The technology has several commercial applications. Autonomous sound recorders are being used increasingly on land and in the sea to monitor environmental noise and detect animal calls. The sound tags developed here require an order of magnitude less power than conventional sound recorders enabling longer recording times in battery-limited sensors. The technology has already been incorporated into a commercial sound monitor creating an economic opportunity for a small business and I am working with two tag manufacturers to incorporate sound loggers into their products. The technology has also been adapted for use in robotic ocean gliders creating a cost-effective capability for site monitoring, habitat quality assessment, and animal abundance surveys. These sensors may be especially relevant for fulfilling monitoring obligations under the Marine Strategy Framework Directive.

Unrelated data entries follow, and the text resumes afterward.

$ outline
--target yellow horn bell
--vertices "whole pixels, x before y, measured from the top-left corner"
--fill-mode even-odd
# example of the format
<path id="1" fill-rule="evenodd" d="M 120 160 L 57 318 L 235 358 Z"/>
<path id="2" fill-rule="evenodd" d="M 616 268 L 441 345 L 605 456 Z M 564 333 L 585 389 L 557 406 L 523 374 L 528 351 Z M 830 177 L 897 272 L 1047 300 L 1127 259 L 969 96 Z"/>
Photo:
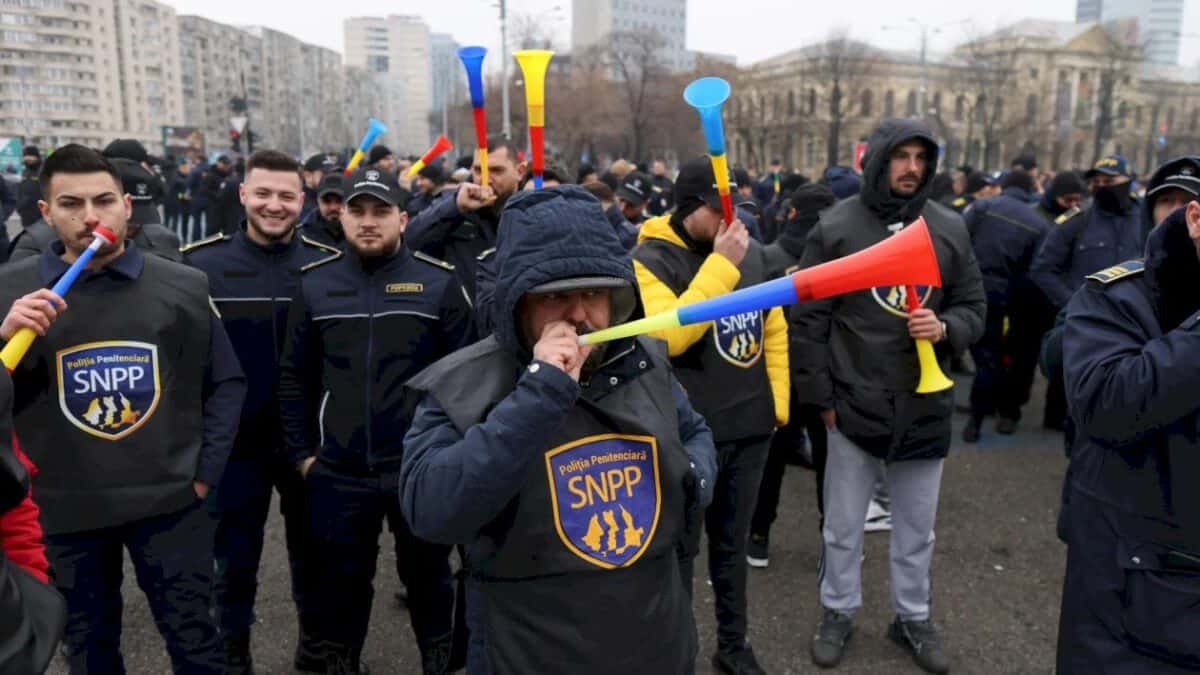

My motivation in moving to Europe has been to establish an inter-disciplinary research group in the development and use of electronics sensors to study animals. This group, now comprising two PhD students and two research assistants, is embedded in a leading centre for marine bioacoustics and biologging at the host institution. There is a strong prospect of continuing support for my position and I am working to expand the cross-disciplinary teaching offered by the department to capitalise on the unique skills therein. An important factor in ensuring long-term stability is external funding. I have been able to attract funding from a diverse range of international sources including the USA, Denmark, Germany and the UK. As an electronics engineer working within biology, teaming is also essential for me and this project has enabled me to develop international collaborations with researchers working with a wide variety of animals. This wide network ensures a growing array of applications for the technology while also fostering my long-term integration into the European research community.